Legal

THE JONES ACT  (U.S. Cabotage Law) 


The Jones Act (also known as the Passenger Services Act) prohibits ships of Non-U.S registry from embarking and debarking guests at two different U.S ports. Such travel would constitute point-to-point transportation between two U.S ports, which is prohibited on foreign flagged ships. The exception to this rule is if the itinerary includes a ‘distant foreign port’ - in this case, a ship can embark and debark guests at two different U.S. ports.

The following ports qualify as ‘distant foreign ports’:

Countries in South America
Aruba
Bonaire
Curacao

The following ports do not qualify as ‘distant foreign ports’:
Canada
Mexico
Central America
Bermuda
Most Caribbean Islands

Note: Puerto Rico and the U.S Virgin Islands (St. Thomas; St. Croix; St. John) are not in the category of U.S ports under this act.

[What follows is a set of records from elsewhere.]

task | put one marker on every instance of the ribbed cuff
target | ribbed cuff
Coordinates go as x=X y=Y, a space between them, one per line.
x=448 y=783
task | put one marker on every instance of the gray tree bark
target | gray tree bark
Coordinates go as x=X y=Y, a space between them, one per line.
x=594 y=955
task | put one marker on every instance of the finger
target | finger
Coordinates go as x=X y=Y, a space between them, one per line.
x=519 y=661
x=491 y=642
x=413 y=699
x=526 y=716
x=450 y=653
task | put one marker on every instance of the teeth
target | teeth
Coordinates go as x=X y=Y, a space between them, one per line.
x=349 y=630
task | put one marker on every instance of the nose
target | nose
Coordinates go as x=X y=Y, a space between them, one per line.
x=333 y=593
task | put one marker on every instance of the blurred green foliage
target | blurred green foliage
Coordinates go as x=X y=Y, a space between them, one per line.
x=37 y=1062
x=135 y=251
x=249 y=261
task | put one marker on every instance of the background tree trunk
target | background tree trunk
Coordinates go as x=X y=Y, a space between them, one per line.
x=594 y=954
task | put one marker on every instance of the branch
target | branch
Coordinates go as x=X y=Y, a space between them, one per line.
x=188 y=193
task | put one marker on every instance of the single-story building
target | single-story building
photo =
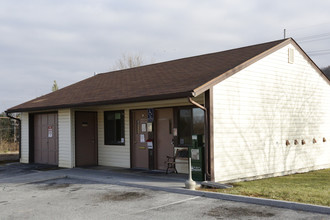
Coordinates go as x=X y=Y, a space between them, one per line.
x=258 y=111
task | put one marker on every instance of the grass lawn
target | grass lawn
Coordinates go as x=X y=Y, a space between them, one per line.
x=312 y=187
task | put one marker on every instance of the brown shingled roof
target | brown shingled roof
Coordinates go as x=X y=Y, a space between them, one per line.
x=172 y=79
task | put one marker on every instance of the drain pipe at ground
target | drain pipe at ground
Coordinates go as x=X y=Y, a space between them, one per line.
x=206 y=153
x=190 y=183
x=20 y=132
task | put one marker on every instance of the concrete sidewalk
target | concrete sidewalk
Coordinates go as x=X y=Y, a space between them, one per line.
x=172 y=183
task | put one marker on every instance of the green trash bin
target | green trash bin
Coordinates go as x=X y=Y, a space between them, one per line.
x=196 y=153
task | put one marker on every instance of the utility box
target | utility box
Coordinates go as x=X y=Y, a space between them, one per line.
x=196 y=153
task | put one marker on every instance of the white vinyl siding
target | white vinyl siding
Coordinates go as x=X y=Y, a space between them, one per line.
x=24 y=137
x=257 y=109
x=66 y=154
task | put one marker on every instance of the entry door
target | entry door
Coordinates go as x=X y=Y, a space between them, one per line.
x=45 y=139
x=164 y=126
x=140 y=156
x=86 y=138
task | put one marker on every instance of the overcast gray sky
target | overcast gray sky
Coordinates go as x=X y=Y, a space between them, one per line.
x=70 y=40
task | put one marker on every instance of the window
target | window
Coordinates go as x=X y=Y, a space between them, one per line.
x=114 y=128
x=191 y=122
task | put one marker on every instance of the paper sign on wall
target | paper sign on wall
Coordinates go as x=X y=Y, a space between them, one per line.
x=142 y=139
x=143 y=127
x=50 y=131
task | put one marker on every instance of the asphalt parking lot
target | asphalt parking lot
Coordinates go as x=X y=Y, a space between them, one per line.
x=28 y=192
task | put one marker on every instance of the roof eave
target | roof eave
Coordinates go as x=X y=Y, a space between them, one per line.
x=225 y=75
x=107 y=102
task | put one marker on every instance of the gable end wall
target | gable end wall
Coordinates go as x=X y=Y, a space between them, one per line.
x=261 y=107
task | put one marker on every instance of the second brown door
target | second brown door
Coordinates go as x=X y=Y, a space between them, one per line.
x=86 y=138
x=164 y=136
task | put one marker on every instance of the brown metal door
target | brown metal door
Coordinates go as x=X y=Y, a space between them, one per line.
x=86 y=138
x=45 y=139
x=140 y=155
x=164 y=126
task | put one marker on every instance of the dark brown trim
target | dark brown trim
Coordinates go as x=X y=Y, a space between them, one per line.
x=209 y=106
x=310 y=61
x=31 y=138
x=238 y=68
x=131 y=137
x=109 y=102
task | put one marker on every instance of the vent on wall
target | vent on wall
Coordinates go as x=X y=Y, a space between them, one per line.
x=290 y=55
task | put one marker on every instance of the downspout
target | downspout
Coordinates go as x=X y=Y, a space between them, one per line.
x=20 y=132
x=206 y=153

For example: If an itinerary sails from Puerto Rico to Miami, this cruise is not in violation of the Jones Act because Puerto Rico is not considered a U.S port under this act.

Guests cannot pre-plan or purposely embark or debark a ship in a U.S port that will violate the Jones Act.

Any guest who insists on embarking (due to unforeseen circumstances outside the guest’s control, for missing the ship) or debarking (for emergency reasons), which violates the Jones Act, will accept responsibility for any/all resulting penalties determined and deemed applicable by U.S. port authorities.